Lebanese Ambassador to France
- In office August 2002 – 2012

Personal details
- Born: Sylvie Dagher 7 July 1948 (age 77) Siguiri, Guinea
- Spouse: Georges Fadlallah
- Children: 2
- Parents: Edouard Dagher (father); Hélène Sader (mother);
- Alma mater: Saint Joseph University
- Awards: National Order of Merit (France)

= Sylvie Fadlallah =

Lebanese diplomat (born 1948)

Sylvie Fadlallah (née: Dagher; born 7 July 1948) is a Lebanese diplomat who served as the ambassador of Lebanon to France between 2002 and 2012.

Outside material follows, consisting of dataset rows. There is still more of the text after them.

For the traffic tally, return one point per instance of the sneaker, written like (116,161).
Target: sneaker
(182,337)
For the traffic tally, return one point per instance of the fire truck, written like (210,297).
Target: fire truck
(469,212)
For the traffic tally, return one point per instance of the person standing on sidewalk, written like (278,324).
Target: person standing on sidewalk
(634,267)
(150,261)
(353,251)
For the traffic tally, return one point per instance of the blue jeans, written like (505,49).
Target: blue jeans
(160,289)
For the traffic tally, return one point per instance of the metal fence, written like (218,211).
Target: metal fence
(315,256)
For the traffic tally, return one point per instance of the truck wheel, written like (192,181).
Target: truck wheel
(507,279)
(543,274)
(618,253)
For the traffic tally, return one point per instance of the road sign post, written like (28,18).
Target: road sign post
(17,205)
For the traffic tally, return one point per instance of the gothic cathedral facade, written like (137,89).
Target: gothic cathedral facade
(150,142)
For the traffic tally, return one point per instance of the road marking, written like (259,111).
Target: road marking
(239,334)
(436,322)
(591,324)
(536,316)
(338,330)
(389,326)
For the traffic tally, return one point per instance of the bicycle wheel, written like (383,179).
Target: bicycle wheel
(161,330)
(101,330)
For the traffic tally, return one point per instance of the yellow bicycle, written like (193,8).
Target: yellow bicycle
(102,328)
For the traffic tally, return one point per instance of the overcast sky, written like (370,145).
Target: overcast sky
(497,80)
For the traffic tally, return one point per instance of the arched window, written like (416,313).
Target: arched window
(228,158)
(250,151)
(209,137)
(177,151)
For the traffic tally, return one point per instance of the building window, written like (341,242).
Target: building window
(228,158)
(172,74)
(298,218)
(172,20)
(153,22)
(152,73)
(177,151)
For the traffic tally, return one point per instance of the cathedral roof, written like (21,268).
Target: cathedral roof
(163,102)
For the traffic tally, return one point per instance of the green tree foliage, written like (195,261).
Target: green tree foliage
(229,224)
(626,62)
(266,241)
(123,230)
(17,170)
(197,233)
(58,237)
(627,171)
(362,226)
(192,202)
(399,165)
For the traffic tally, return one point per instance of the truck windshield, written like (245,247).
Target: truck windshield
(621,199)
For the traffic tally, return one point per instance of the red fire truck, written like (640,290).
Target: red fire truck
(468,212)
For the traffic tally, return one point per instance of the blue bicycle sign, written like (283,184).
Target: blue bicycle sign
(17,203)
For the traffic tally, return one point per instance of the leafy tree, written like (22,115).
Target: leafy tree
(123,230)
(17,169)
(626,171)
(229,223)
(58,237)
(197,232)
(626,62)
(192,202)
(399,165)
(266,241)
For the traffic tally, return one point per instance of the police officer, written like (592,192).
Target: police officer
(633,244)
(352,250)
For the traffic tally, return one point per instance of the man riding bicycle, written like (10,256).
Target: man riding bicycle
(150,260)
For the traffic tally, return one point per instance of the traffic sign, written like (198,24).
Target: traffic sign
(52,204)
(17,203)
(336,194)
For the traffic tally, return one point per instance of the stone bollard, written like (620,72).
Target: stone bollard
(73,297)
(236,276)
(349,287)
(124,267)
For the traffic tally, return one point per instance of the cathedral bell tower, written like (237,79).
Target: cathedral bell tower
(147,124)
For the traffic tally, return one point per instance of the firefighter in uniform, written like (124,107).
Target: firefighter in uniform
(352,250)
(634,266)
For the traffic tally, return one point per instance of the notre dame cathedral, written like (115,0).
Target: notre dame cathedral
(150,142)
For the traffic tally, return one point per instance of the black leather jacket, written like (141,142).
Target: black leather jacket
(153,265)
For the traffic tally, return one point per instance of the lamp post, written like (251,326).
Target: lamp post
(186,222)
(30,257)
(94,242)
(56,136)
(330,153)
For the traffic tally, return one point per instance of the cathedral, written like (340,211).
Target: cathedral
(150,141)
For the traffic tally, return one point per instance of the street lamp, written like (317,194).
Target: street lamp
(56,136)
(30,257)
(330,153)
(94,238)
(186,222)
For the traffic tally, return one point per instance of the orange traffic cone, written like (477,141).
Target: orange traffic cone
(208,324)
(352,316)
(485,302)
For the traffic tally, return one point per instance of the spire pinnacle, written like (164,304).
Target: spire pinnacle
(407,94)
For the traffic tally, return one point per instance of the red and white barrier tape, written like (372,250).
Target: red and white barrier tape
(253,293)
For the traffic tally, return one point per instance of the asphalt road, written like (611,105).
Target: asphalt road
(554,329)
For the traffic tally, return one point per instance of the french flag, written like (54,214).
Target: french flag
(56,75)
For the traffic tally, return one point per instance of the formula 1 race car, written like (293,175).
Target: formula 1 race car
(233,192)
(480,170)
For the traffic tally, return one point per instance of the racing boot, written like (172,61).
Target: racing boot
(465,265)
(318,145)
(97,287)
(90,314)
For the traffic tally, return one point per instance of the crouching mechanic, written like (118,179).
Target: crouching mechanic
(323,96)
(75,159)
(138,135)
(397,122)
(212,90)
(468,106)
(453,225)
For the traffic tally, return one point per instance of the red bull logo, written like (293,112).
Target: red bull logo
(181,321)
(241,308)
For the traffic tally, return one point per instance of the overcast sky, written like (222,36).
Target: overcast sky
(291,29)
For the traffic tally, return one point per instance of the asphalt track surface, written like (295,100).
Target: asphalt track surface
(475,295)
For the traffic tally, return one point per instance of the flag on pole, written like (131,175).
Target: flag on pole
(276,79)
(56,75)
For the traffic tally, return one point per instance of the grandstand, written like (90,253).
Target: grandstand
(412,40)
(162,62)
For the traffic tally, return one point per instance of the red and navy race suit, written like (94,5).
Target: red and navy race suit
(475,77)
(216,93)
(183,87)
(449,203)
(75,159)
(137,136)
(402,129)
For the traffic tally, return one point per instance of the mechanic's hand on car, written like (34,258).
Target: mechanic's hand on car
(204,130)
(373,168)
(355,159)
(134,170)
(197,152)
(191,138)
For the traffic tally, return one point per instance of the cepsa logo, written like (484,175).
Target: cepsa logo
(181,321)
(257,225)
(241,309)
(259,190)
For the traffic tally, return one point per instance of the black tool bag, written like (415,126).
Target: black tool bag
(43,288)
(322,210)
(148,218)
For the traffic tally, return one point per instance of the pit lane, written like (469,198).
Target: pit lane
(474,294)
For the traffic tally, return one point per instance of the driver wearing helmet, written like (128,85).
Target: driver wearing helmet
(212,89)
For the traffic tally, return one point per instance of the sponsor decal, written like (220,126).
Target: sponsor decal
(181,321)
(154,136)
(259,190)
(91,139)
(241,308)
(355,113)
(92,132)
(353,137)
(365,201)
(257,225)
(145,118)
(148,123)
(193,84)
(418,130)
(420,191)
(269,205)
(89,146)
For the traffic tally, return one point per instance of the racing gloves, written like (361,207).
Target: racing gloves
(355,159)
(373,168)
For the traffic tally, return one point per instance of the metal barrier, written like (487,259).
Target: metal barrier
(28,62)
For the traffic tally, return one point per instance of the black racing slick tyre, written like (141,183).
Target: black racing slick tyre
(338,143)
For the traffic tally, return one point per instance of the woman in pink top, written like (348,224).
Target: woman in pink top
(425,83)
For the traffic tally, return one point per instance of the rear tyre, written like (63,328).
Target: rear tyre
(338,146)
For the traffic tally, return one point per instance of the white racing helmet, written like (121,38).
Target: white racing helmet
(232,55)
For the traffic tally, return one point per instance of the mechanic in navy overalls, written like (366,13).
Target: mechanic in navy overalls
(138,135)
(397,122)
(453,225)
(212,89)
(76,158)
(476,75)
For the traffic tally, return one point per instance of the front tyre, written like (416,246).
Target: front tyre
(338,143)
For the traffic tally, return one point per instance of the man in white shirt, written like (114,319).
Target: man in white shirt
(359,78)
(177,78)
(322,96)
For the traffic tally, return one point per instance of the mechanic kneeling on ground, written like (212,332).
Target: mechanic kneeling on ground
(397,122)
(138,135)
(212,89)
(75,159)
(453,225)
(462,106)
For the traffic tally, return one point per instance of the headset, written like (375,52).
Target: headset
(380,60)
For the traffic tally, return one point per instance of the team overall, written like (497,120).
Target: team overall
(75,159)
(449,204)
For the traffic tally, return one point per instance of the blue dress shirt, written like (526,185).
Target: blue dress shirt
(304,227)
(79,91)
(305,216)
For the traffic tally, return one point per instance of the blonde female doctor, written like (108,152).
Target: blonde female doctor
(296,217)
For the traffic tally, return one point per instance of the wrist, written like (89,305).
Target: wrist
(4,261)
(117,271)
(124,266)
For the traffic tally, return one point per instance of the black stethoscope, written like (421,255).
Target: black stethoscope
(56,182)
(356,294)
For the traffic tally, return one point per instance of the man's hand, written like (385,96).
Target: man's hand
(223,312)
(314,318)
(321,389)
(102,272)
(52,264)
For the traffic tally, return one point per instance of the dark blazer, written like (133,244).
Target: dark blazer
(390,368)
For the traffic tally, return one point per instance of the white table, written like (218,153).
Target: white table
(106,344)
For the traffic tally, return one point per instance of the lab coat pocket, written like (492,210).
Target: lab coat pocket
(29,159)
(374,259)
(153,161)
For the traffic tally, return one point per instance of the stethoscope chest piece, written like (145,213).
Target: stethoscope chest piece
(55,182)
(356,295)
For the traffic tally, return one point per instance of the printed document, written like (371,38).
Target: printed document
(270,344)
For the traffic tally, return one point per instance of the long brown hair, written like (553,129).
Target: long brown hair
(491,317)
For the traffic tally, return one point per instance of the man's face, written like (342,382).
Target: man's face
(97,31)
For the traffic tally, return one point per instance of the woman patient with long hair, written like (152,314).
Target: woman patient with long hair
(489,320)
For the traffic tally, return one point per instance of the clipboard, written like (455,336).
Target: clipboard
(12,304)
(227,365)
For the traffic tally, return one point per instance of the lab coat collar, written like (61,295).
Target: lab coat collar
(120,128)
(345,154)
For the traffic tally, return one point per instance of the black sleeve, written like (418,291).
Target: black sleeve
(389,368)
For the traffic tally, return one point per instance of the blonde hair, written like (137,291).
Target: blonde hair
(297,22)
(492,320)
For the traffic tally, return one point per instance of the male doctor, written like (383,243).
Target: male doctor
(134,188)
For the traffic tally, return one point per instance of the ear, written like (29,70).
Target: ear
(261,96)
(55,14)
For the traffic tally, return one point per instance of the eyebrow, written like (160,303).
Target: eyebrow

==Early life and education==
She was born in Siguiri, Guinea, on 7 July 1948. Her parents are Edouard Dagher and Hélène Sader. She is a graduate of Saint Joseph University where she obtained a degree in political science and law.

==Career==
After her graduation she joined the Ministry of Foreign Affairs and held various posts there. She was appointed first counselor and then chargé d'affaires to the Lebanese Embassy in France in 1999 which she held until 2002. She was named as the Lebanese ambassador to France in August 2002. Her tenure ended in 2012. She also served as the permanent delegate of Lebanon at the UNESCO during her term as ambassador.

==Personal life and awards==
Fadlallah is married to Georges Fadlallah and has two children. She is the recipient of the National Order of Merit (France; Officer).